The Act (as amended in particular by the European Union (Occupational Pension Schemes) Regulations, 2021 (S.I. No. 128 of 2021)) provides for various transitional measures including for existing OMAs so that some provisions will apply from the end of the five-year derogation period i.e., from 22 April 2026.
For OMAs established before 22 April 2021:
- A derogation from the new requirements under Part VIB (new governance obligations on schemes that include written policies, key functions, outsourcing and investment management) of the Act applies until 21 April 2026.
- An open-ended derogation from the investment rules under section 59AB of the Act and the borrowing restrictions under section 61B of the Act applies in respect of investments made or borrowing arrangements entered into before 22 April 2021.
OMAs established on or after 22 April 2021 will not be entitled to benefit from any of the above derogations.
An OMA is established on the date the documentation setting up the arrangement is validly executed by all of the parties, or any later establishment or commencement date provided for in that documentation.
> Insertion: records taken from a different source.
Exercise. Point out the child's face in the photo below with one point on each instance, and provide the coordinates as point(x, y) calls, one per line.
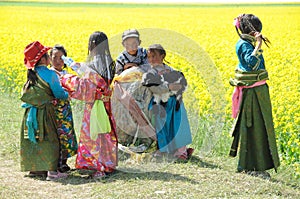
point(131, 45)
point(56, 60)
point(154, 58)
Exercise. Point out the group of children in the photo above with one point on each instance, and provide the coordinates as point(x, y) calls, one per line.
point(98, 141)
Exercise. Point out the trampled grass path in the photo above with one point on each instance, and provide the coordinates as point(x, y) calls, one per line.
point(206, 177)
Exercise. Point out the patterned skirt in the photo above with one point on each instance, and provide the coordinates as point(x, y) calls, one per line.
point(66, 132)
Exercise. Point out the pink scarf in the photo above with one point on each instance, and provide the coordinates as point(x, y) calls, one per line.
point(238, 95)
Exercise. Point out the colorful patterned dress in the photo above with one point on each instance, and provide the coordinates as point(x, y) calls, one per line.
point(94, 153)
point(65, 127)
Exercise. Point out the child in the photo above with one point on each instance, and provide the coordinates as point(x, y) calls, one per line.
point(171, 123)
point(64, 116)
point(97, 149)
point(133, 55)
point(39, 140)
point(251, 102)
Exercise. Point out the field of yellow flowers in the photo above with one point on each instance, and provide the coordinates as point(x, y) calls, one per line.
point(200, 41)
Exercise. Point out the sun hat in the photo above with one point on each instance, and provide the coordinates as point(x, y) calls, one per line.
point(130, 33)
point(33, 52)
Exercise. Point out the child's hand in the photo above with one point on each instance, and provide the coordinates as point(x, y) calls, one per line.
point(129, 65)
point(67, 60)
point(175, 86)
point(258, 37)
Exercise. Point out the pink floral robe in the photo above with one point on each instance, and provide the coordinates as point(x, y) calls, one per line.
point(99, 154)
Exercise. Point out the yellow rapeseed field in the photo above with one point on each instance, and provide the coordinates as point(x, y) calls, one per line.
point(210, 27)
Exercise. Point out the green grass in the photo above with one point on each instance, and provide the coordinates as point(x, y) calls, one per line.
point(206, 177)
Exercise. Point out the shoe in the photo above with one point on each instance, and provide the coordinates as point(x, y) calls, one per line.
point(261, 174)
point(57, 176)
point(34, 174)
point(99, 175)
point(189, 151)
point(64, 168)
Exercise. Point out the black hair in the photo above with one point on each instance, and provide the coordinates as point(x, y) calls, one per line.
point(250, 23)
point(60, 48)
point(160, 52)
point(98, 47)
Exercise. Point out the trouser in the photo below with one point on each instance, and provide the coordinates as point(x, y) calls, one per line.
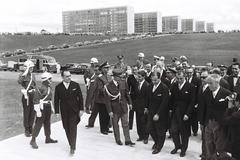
point(141, 120)
point(70, 121)
point(93, 116)
point(157, 132)
point(180, 133)
point(28, 113)
point(131, 115)
point(203, 143)
point(45, 120)
point(125, 127)
point(194, 121)
point(214, 138)
point(103, 117)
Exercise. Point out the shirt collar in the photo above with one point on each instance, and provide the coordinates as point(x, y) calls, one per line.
point(216, 91)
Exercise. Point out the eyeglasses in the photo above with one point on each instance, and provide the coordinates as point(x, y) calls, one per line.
point(203, 77)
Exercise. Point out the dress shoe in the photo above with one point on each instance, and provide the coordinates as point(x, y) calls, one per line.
point(182, 154)
point(27, 133)
point(109, 131)
point(174, 151)
point(155, 151)
point(50, 140)
point(33, 144)
point(105, 132)
point(129, 143)
point(139, 139)
point(145, 141)
point(119, 143)
point(72, 151)
point(89, 126)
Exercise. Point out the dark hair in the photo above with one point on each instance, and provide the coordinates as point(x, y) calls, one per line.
point(62, 72)
point(142, 73)
point(156, 74)
point(236, 64)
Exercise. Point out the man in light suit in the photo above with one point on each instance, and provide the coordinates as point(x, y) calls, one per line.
point(117, 105)
point(68, 97)
point(215, 105)
point(158, 111)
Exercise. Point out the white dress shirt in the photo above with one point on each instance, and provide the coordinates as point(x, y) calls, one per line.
point(66, 85)
point(155, 86)
point(215, 92)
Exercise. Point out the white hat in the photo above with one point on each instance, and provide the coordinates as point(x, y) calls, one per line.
point(157, 57)
point(94, 60)
point(28, 64)
point(162, 58)
point(141, 54)
point(45, 76)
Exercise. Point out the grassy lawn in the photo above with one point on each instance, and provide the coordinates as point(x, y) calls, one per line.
point(200, 48)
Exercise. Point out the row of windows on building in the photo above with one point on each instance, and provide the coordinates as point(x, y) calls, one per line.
point(122, 20)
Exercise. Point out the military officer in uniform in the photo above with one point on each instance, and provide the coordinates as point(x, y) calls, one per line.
point(43, 108)
point(117, 104)
point(27, 81)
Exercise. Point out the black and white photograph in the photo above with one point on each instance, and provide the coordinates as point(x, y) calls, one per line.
point(129, 79)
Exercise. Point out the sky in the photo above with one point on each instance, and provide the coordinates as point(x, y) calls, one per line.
point(34, 15)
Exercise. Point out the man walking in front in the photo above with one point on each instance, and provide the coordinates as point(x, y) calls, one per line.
point(117, 105)
point(28, 82)
point(68, 97)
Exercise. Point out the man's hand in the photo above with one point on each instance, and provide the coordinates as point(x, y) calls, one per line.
point(185, 117)
point(145, 111)
point(130, 106)
point(81, 113)
point(111, 114)
point(156, 117)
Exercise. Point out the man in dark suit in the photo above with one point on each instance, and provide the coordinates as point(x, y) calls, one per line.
point(133, 89)
point(140, 103)
point(68, 97)
point(118, 100)
point(158, 111)
point(215, 103)
point(234, 79)
point(97, 93)
point(203, 89)
point(90, 98)
point(182, 102)
point(196, 83)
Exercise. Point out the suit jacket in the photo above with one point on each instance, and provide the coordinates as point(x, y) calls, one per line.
point(133, 86)
point(233, 88)
point(196, 83)
point(119, 105)
point(97, 92)
point(158, 102)
point(182, 101)
point(140, 102)
point(216, 107)
point(68, 100)
point(232, 122)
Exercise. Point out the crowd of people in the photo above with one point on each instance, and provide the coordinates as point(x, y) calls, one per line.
point(178, 98)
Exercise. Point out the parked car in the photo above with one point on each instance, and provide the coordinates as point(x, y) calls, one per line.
point(80, 69)
point(19, 52)
point(69, 66)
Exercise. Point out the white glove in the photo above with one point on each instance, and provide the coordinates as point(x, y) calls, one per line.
point(185, 118)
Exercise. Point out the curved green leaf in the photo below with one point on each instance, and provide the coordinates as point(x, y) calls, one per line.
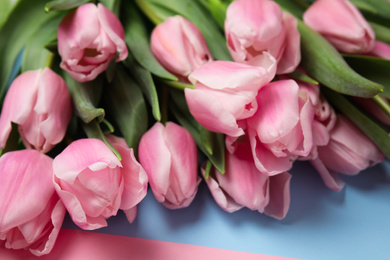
point(324, 63)
point(137, 39)
point(64, 4)
point(125, 104)
point(22, 23)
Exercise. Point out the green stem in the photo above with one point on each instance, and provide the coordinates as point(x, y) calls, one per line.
point(50, 59)
point(93, 130)
point(382, 103)
point(177, 85)
point(148, 12)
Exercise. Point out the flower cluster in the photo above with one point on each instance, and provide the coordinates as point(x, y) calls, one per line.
point(240, 118)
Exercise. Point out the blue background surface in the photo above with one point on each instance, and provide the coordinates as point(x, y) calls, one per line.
point(321, 224)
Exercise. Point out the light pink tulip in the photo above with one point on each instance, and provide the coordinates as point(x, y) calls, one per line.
point(39, 102)
point(349, 151)
point(88, 39)
point(225, 92)
point(243, 185)
point(380, 50)
point(253, 27)
point(170, 158)
point(179, 46)
point(280, 130)
point(94, 184)
point(31, 211)
point(342, 24)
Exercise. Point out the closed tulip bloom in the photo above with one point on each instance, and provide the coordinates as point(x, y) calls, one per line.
point(179, 46)
point(94, 184)
point(342, 24)
point(39, 102)
point(253, 27)
point(88, 39)
point(31, 211)
point(170, 158)
point(349, 151)
point(225, 92)
point(281, 129)
point(243, 185)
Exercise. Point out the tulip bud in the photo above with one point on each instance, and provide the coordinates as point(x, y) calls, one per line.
point(243, 185)
point(179, 46)
point(253, 27)
point(39, 102)
point(170, 158)
point(88, 39)
point(94, 184)
point(225, 92)
point(31, 211)
point(342, 24)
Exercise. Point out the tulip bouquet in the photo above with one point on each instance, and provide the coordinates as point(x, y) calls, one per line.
point(101, 99)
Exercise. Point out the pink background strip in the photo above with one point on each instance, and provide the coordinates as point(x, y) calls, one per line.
point(73, 244)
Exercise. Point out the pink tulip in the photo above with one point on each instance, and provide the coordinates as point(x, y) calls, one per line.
point(380, 50)
point(170, 158)
point(341, 23)
point(39, 102)
point(243, 185)
point(349, 151)
point(225, 92)
point(281, 129)
point(94, 184)
point(179, 46)
point(253, 27)
point(88, 39)
point(31, 212)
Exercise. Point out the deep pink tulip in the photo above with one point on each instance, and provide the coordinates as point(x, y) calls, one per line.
point(170, 158)
point(349, 151)
point(88, 39)
point(179, 46)
point(94, 184)
point(281, 129)
point(225, 92)
point(342, 24)
point(31, 211)
point(253, 27)
point(243, 185)
point(39, 102)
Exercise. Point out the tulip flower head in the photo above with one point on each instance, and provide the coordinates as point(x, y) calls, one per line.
point(170, 158)
point(88, 39)
point(39, 102)
point(253, 27)
point(31, 211)
point(94, 184)
point(179, 46)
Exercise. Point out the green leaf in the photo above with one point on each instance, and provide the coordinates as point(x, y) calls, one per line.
point(6, 8)
point(299, 75)
point(382, 33)
point(372, 68)
point(93, 130)
point(146, 83)
point(20, 26)
point(193, 11)
point(85, 97)
point(64, 4)
point(324, 63)
point(377, 134)
point(210, 143)
point(137, 38)
point(35, 54)
point(126, 105)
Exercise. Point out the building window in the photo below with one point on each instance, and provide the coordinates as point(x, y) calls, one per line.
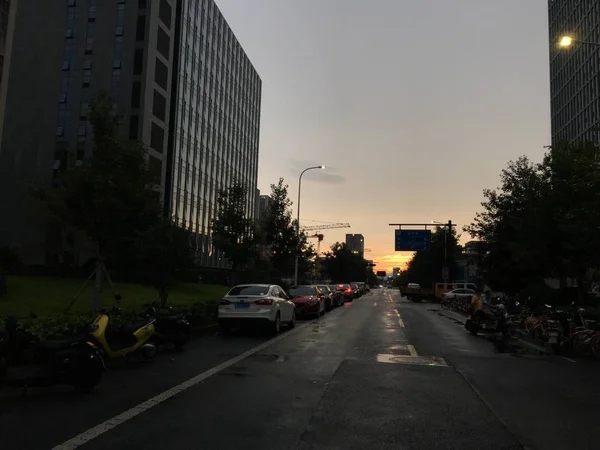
point(136, 92)
point(159, 107)
point(161, 74)
point(164, 12)
point(163, 43)
point(134, 122)
point(157, 137)
point(138, 61)
point(140, 31)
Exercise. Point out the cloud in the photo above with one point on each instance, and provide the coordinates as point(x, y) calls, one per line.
point(330, 175)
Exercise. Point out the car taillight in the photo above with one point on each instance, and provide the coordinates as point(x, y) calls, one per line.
point(264, 301)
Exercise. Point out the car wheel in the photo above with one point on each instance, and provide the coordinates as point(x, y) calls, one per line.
point(276, 326)
point(225, 328)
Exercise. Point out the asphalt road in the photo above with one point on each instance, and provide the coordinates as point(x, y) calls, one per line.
point(379, 373)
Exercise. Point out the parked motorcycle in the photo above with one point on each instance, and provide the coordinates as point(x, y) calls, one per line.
point(123, 339)
point(487, 322)
point(26, 360)
point(170, 329)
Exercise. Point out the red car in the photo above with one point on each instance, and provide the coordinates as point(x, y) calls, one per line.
point(309, 300)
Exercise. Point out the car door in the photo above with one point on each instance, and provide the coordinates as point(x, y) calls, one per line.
point(286, 307)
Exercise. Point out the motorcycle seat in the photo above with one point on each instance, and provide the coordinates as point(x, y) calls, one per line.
point(59, 342)
point(133, 327)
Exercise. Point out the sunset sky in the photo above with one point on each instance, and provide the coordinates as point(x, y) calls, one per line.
point(414, 107)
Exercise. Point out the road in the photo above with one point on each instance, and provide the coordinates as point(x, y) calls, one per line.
point(380, 373)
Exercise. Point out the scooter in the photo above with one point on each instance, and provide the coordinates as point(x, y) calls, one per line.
point(120, 340)
point(173, 329)
point(26, 360)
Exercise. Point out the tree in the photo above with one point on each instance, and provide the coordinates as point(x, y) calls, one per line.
point(510, 227)
point(233, 231)
point(278, 233)
point(426, 267)
point(163, 256)
point(534, 225)
point(344, 266)
point(112, 197)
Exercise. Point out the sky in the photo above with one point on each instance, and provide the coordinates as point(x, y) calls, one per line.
point(415, 107)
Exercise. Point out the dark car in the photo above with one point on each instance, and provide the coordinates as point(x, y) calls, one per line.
point(346, 290)
point(309, 300)
point(329, 303)
point(338, 296)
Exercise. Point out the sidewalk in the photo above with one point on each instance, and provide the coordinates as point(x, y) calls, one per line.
point(523, 343)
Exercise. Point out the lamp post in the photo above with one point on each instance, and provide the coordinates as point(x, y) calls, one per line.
point(298, 220)
point(446, 226)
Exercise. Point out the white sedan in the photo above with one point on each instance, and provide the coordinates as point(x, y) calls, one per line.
point(267, 303)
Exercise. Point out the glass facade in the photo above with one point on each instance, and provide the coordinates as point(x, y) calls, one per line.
point(216, 113)
point(575, 72)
An OMA cannot be established retrospectively to a date prior to the date the documentation setting up the arrangement has been validly executed by all of the parties.
These FAQs should be read with any other guidance or FAQs which is published by the Authority in relation to investment rules and/or restrictions on borrowing for schemes that are subject to the Act.
A. Investment rules
1. To what arrangements does the investment rules derogation apply?
The derogation applies OMAs which made investments before 22 April 2021.
An OMA is:
- a scheme which is established solely for one person and for that person permanently to be the sole member and that member has discretion in respect of the manner in which the resources of that scheme are invested,
- a trust retirement annuity contract (RAC) which is established solely for one person and for that person permanently to be the sole member and that member has discretion in respect of the manner in which the resources of that trust RAC are invested, or
- a scheme or trust RAC, referred to above, which is the subject of a pension adjustment order and which, pursuant to that order, includes, in addition to the member, a person or persons referred to in that
2. What does ‘discretion in respect of the manner in which the resources of that scheme or trust RAC are invested’ mean?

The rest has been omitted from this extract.